Working with your IRB: Obtaining Consent for Open Data Sharing Through Consent Forms and Data Use Agreements

Summary: Do you want to know more about IRB considerations for data sharing? See this white paper on thinking about informed consent language and data use agreements.

By Shero & Hart, 2020, available under a CC By 4.0 license.

Consent Form Language

Back to top

There are several types of language commonly included in informed consent or assent forms that though offer good coverage for protecting the privacy of individuals in the study, may be restrictive to the point of not allowing open data practices. One such type of language are overly general, blanket statements like below:

“Data will be heard or viewed only for research purposes by the investigator and his or her associates.”

“Results will be available only to school personnel and to the [specific University] researchers.”

“All information will be kept for at least seven years in a secure location and only project staff will have access to it.”

“All the information will be kept in secure locations and all digital files will be password protected so that only project researchers can access it.”

These examples all intend to provide a sense of privacy by ensuring that only project investigators will have access to said data.

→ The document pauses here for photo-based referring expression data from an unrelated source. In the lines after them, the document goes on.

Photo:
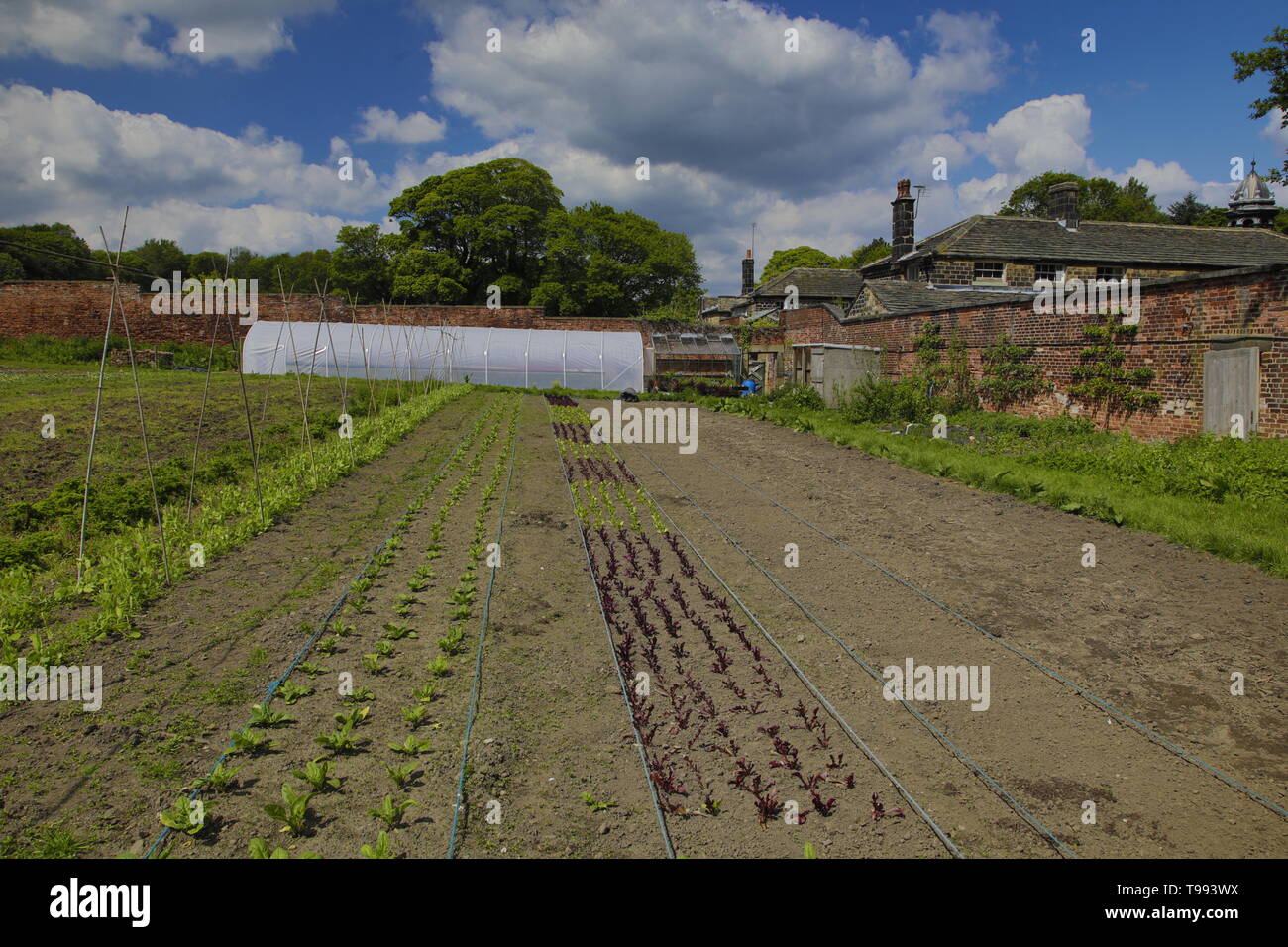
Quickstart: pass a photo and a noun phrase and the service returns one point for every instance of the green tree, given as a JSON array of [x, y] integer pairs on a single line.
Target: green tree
[[1099, 198], [1186, 210], [9, 268], [1271, 59], [361, 263], [488, 218], [868, 253], [56, 237], [161, 257], [205, 264], [605, 262], [781, 261]]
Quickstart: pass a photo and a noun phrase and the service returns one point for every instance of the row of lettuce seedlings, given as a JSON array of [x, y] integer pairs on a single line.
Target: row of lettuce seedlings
[[318, 776], [653, 613]]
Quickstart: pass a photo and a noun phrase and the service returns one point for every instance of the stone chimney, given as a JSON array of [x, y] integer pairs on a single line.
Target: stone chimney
[[902, 240], [1063, 204]]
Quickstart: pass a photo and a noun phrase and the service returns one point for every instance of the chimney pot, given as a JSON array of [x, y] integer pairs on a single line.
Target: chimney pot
[[1063, 204], [902, 222]]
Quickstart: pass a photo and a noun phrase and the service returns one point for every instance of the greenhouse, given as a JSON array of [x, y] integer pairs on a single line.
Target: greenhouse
[[514, 357]]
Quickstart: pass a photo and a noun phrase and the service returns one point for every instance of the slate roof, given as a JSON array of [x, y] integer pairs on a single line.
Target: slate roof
[[1103, 241], [810, 281], [898, 296]]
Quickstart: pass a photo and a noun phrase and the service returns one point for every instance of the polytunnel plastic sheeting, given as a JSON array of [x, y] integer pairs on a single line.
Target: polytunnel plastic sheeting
[[515, 357]]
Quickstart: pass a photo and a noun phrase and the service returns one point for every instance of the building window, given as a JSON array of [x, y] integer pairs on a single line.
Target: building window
[[1048, 270], [990, 272]]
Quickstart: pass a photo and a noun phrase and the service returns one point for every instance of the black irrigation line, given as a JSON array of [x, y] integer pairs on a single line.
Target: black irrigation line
[[876, 676], [326, 622], [1051, 673], [612, 650], [809, 684], [478, 655]]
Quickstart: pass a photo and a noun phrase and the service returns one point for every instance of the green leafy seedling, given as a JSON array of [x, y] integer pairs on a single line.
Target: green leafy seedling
[[390, 812], [291, 692], [411, 746], [250, 742], [187, 815], [261, 715], [316, 774], [259, 849], [400, 775], [220, 779], [380, 849], [353, 718], [593, 804], [339, 740], [294, 810]]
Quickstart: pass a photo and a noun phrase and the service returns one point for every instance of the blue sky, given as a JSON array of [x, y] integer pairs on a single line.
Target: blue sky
[[239, 145]]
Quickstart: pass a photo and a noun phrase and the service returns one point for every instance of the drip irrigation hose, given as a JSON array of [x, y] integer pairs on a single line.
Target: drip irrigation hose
[[1051, 673], [322, 628], [876, 676], [612, 650], [478, 655]]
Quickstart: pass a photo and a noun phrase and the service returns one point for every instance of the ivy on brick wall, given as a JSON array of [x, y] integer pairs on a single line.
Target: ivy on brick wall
[[1009, 376], [1103, 379]]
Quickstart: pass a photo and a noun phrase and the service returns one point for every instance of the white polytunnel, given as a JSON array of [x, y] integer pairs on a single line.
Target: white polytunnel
[[514, 357]]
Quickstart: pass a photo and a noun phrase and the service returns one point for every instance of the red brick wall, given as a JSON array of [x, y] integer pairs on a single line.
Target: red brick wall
[[80, 308], [1232, 304]]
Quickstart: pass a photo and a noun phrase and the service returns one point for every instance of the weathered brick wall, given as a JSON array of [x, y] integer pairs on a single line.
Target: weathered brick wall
[[67, 309], [1180, 320]]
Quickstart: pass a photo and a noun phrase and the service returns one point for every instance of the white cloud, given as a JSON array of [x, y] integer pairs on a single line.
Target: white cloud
[[188, 183], [1039, 136], [709, 86], [101, 34], [384, 125]]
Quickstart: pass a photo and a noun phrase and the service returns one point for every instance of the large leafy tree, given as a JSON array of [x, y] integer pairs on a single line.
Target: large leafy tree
[[1271, 59], [1099, 198], [781, 261], [56, 237], [161, 257], [868, 253], [605, 262], [488, 218], [360, 264]]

Often times, it is not the intention of researchers to state that all information will be handled like this, but instead only the copies of data with identifying information. It is important to avoid the general blanket forms of coverage if it is possible that the already deidentified data may be shared with other researchers or stored in an open-access repository. Instead, try altering the language to specifically discuss what will be done with original records or identifiable information. For the first example above, this would like below:

Original (paper) records and identifiable (electronic) data will be heard or viewed only for research purposes by the investigator and his or her associates.”

The simple addition of “original records and identifiable” offers a significant degree of clarity about which data will be stored in secured locations. Making this distinction can also be extremely important if the consent form includes plans for destroying data information. This still does not however say anything about what will be done with the already deidentified data. Instead, include an additional line or sentence explaining what will be done with said deidentified data like below:

“Original records and identifiable data will be heard or viewed only for research purposes by the investigator and his or her associates. Data with all identifiers removed may be used for future projects that focus on any topic and may be unrelated to this study.

The addition of this new sentence now makes a few things clear. First, another copy of the data with all identifiers removed will be made. Second, this copy of data might be made available to other researchers. Third, the studies that someone’s data may be used for might be in areas of research they never expected. It is important to be upfront and clear about all of this when making data publicly available. It also should be noted that although the language above seems to put the researchers in the clear to share the information for open-access use, it still may be unclear to the individuals in the study what they are agreeing to. It is important to remember informed consent forms exist first to protect the individuals in the study, not as a barrier for researchers to navigate. Adding additional clarifying language can help ensure peace of mind for study participants and ensure maximal protections. Altering the sentence above one last time with clarifying language we get the statement below:

“Original records and identifiable data will be heard or viewed only for research purposes by the investigator and his or her associates. Data with all identifiers removed may be used for future projects that focus on any topic and may be unrelated to this study. This new data may be made available to the general public via the Internet and an open database. This information will not have your name or other personally identifiable information included (i.e. it will be de-identified). Therefore, the data we share with the general public will be free of information that would link your responses to it.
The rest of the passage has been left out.